Пути и лица. О русской литературе XX века | страница 34



Несомненная значительность этого образа не раз привлекала внимание критиков. Справедливо говорилось о немыслимости такого образа, раскалывающего гармонию мира и души, в пушкинской поэтической системе [68]. Найдена была и родословная этого образа, идущая от «голубой тюрьмы» Фета [69]. Если же говорить о родословной в более широком и принципиальном смысле, то (не отрицая неслучайности появления имени Фета) очевидно, конечно, здесь присутствие Тютчева. И все же, остановившись, подобно Тютчеву, «на пороге как бы двойного бытия», Ходасевич не повторил по-ученически мучительных поисков своего великого предшественника. Более того, возникающий в его поэтическом мире непримиримый спор между «покровом» и «бездной» далек от тютчевских прозрений, породственному чужд им.

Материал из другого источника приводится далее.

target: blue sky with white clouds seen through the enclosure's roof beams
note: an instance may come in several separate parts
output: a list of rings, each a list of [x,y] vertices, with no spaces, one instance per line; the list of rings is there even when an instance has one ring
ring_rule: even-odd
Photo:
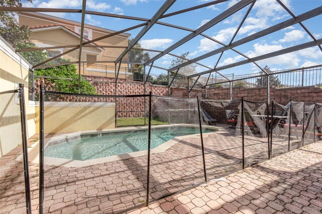
[[[164,4],[164,2],[165,1],[157,0],[87,0],[86,9],[89,11],[99,11],[150,19]],[[177,0],[165,14],[207,2],[210,2],[210,0]],[[219,14],[223,13],[224,10],[236,4],[237,2],[238,0],[230,0],[225,3],[167,17],[159,21],[196,30],[209,20],[212,20]],[[322,6],[322,0],[282,0],[282,2],[288,6],[295,16]],[[33,4],[24,3],[24,7],[82,9],[82,0],[33,0]],[[229,18],[221,21],[203,33],[224,44],[228,44],[248,9],[249,6],[236,12]],[[81,21],[81,14],[50,13],[49,15],[77,22]],[[233,42],[291,18],[292,17],[275,0],[257,0]],[[142,22],[86,15],[85,23],[119,31],[141,24]],[[322,24],[321,15],[306,20],[303,22],[303,24],[315,36],[316,39],[322,38],[322,28],[320,27]],[[142,28],[138,28],[127,33],[131,34],[130,38],[134,38],[141,29]],[[143,48],[146,49],[164,50],[190,33],[191,32],[189,31],[155,24],[140,39],[139,43]],[[273,34],[248,42],[244,45],[237,46],[235,49],[252,58],[309,41],[312,41],[309,35],[299,24],[296,24]],[[171,51],[171,53],[182,55],[183,53],[189,52],[187,58],[193,59],[220,47],[222,47],[222,45],[198,35],[188,41],[186,44],[174,49]],[[149,54],[151,57],[155,55],[155,53],[151,52],[149,52]],[[219,55],[220,54],[216,54],[199,62],[213,68],[217,63]],[[175,57],[165,55],[157,59],[154,62],[154,65],[169,68],[173,59],[175,59]],[[217,67],[245,59],[246,58],[244,56],[241,56],[232,50],[227,50],[222,54]],[[258,64],[262,67],[268,65],[271,70],[282,70],[317,65],[322,64],[322,52],[318,49],[318,47],[312,47],[277,56],[271,59],[261,60],[258,61]],[[201,72],[208,70],[208,68],[196,65],[196,70]],[[154,68],[151,71],[151,73],[156,74],[161,72],[164,71]],[[223,74],[234,73],[235,75],[257,72],[260,72],[260,68],[253,63],[221,71]]]

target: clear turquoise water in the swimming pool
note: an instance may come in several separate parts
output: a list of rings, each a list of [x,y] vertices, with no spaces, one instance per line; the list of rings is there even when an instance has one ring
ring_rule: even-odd
[[[212,130],[213,131],[213,130]],[[212,132],[203,130],[203,133]],[[178,136],[199,134],[193,127],[152,129],[151,149]],[[48,146],[46,157],[70,160],[90,160],[147,150],[147,131],[112,133],[101,137],[85,137],[70,142]]]

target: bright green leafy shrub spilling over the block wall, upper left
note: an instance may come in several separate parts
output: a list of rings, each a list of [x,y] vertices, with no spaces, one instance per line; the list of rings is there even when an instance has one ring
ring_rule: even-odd
[[[69,62],[69,59],[57,58],[56,63]],[[35,70],[36,76],[50,76],[50,77],[65,77],[65,78],[78,78],[76,66],[74,64],[60,65],[44,69]],[[68,79],[45,79],[46,85],[51,85],[55,91],[78,93],[78,80]],[[84,94],[97,94],[95,87],[86,79],[81,76],[81,93]]]

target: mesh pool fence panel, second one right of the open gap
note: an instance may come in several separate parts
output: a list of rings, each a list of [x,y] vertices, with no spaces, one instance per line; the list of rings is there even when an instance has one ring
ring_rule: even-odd
[[[198,100],[153,96],[151,110],[151,198],[204,182]]]

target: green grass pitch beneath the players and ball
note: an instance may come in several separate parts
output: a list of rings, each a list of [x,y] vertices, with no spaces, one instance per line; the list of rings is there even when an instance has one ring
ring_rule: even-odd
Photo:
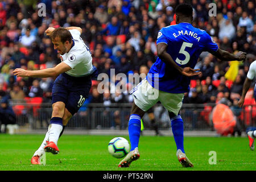
[[[0,171],[255,171],[255,151],[246,137],[185,137],[184,146],[194,168],[182,168],[176,158],[173,137],[141,136],[141,158],[129,168],[118,168],[121,159],[108,152],[114,137],[63,135],[60,153],[46,154],[46,166],[32,165],[31,157],[44,135],[0,135]],[[209,164],[210,151],[216,152],[216,164]],[[212,161],[212,160],[211,160]]]

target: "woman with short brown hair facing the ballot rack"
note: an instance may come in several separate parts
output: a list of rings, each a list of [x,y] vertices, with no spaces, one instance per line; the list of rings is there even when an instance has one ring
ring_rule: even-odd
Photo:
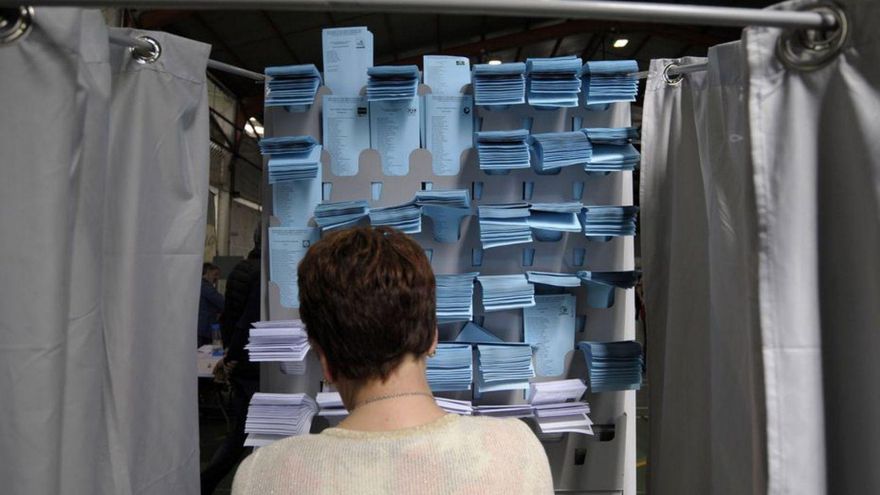
[[[298,271],[300,316],[350,415],[256,450],[233,495],[552,494],[541,443],[517,419],[446,414],[428,386],[437,347],[424,250],[388,227],[326,235]]]

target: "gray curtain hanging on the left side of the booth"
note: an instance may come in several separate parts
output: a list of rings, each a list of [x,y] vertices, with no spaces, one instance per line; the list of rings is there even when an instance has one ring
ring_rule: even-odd
[[[209,47],[148,34],[38,8],[0,46],[3,493],[198,492]]]

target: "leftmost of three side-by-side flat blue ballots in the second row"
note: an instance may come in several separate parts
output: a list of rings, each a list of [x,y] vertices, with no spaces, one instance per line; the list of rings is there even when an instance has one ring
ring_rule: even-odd
[[[361,96],[324,95],[321,122],[333,175],[357,175],[361,151],[370,147],[369,109]]]

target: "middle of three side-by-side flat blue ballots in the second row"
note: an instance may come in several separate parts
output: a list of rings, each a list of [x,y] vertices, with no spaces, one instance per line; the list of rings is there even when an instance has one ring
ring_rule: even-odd
[[[382,173],[407,175],[409,155],[419,147],[419,99],[370,102],[370,147],[382,158]]]

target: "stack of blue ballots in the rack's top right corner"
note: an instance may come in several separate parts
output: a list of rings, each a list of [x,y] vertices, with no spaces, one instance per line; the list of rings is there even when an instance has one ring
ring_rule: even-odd
[[[587,62],[583,68],[587,105],[636,101],[639,64],[635,60]]]

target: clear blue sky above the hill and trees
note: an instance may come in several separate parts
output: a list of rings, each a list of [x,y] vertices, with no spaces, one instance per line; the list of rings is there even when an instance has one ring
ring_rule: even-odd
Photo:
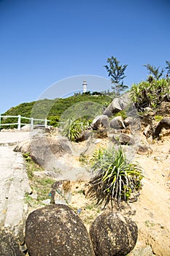
[[[147,78],[143,64],[170,61],[169,31],[169,0],[0,0],[0,113],[38,99],[58,80],[108,78],[103,66],[111,56],[128,64],[126,85],[139,83]],[[58,83],[55,97],[74,86]]]

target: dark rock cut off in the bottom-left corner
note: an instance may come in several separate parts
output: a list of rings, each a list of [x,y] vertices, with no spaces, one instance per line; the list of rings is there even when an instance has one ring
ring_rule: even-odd
[[[1,256],[23,256],[18,240],[8,230],[0,231],[0,255]]]

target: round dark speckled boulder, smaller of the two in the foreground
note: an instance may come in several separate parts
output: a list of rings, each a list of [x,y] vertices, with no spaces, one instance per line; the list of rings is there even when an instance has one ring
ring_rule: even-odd
[[[90,238],[96,256],[127,255],[134,249],[138,227],[131,219],[107,212],[90,226]]]

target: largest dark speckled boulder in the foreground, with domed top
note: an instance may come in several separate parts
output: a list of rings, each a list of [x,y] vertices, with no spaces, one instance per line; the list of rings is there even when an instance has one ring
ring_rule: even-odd
[[[26,246],[30,256],[92,256],[93,247],[82,220],[69,206],[36,209],[26,221]]]

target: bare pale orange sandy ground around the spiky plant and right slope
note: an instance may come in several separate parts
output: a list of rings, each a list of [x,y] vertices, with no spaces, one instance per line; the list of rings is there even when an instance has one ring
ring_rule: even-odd
[[[102,142],[104,144],[104,141]],[[149,145],[142,137],[142,144]],[[134,161],[139,162],[144,171],[142,190],[135,203],[129,203],[123,214],[131,212],[139,227],[139,238],[135,249],[150,245],[158,256],[170,255],[170,137],[150,144],[152,154],[136,154]],[[80,211],[87,229],[99,214],[101,208],[85,198],[82,191],[85,183],[73,184],[71,206]],[[131,253],[133,255],[133,253]]]

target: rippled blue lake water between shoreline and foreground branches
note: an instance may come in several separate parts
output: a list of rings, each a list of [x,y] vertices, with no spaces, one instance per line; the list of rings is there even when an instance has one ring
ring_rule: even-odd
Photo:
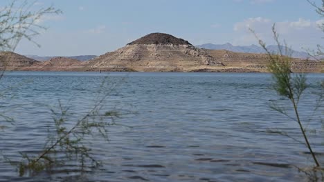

Вспомним слова Ходасевича, сопоставляющего Тютчева и Пушкина; к уже процитированному добавим еще фразу: «Он нашел слова, которых Пушкин только еще искал» [70]. Смысл сказанного состоит еще и в том, что поэтические открытия Тютчева не разрушали пушкинского космоса, но раздвигали его горизонты. Стихотворения же Ходасевича 1920-х годов, следующие законам пушкинской поэтики, враждебны Пушкину, как проницательно заметил В.Вейдле, во внепоэтической своей основе [71]. Тютчев нарушил гармонию пушкинского мира, принеся в него тревогу «ночной души», уловив в нем неизменно (затаенно или открыто) звучащий зов бездны, готовой обнажиться, лишь только завоет «ветр ночной», лишь только померкнет день и «ночь хмурая,как зверь стоокий / Глядит из каждого куста». Ходасевич же угадывает зияние бездны за пределами (пушкинского) мира, поэзии его необходимо взорвать этот мир, вырваться за его пределы, — чтобы бездна открылась перед ним. Поэтому для него день — это не тютчевский «златотканный покров», блистающий между человеком и бездной и готовый растаять с наступлением ночи; теперь это — «темно-лазурная тюрьма», непроницаемой стеной отгородившая человека от бездны, и «тюрьму» эту не так легко сокрушить. Образ этот не случаен в поэзии Ходасевича, о том же пишет он в другом стихотворении, созданном, как и в 1921 году:


Вон ту прозрачную, но прочную плеву
Не прободать крылом остроугольным,
Не выпорхнуть туда, за синеву,
Ни птичьим крылышком, ни сердцем подневольным.

(«Ласточки»)


Есть у Ходасевича и нечто иное (не менее значительное), что отдаляет его от тютчевского чуткого и тревожного вслушивание в голоса бездны. Перечитаем Тютчева — «День и ночь», «Песок зыбучий по колени…», «О чем ты воешь, ветр ночной…», другие стихотворения. Трудно не заметить, какая грозная сила заключена в обнажившейся перед поэтом бездне «с своими страхами и мглами», в ночи, глядящей на него, «как зверь стоокий», в «страшных песнях» ночного ветра. Зов бездны резкой диссонирующей нотой вторгается в картину светлого дня, «друга человеков и богов», разрушая его гармонию, открывая шевелящийся под ним «древний хаос». У Ходасевича же унаследованный поэтический образ оборачивается чем-то противоположным: земной день оказывается у него прибежищем хаоса («кутерьма», «сумбур»), а бездна, угадываемая за «темно-лазурным» панцирем дня, — обителью духа («Ласточки»), сферой, куда стремится душа (первая и предпоследняя строфы «Дня»). В этой «навыворотной» интерпретации идущего от Тютчева образа дала знать о себе черта сознания человека двадцатого столетия, для которого гармония возможна лишь за пределами этого мира; для которого земной мир, «злой и лживый», полон хаоса — но это уже не тот страшный и величественный «древний хаос», что был у Тютчева. Поселившись в этом мире, он измельчал, он отводит душу в каждодневной бесовской «кутерьме», заслоняя от человека дыхание вечности.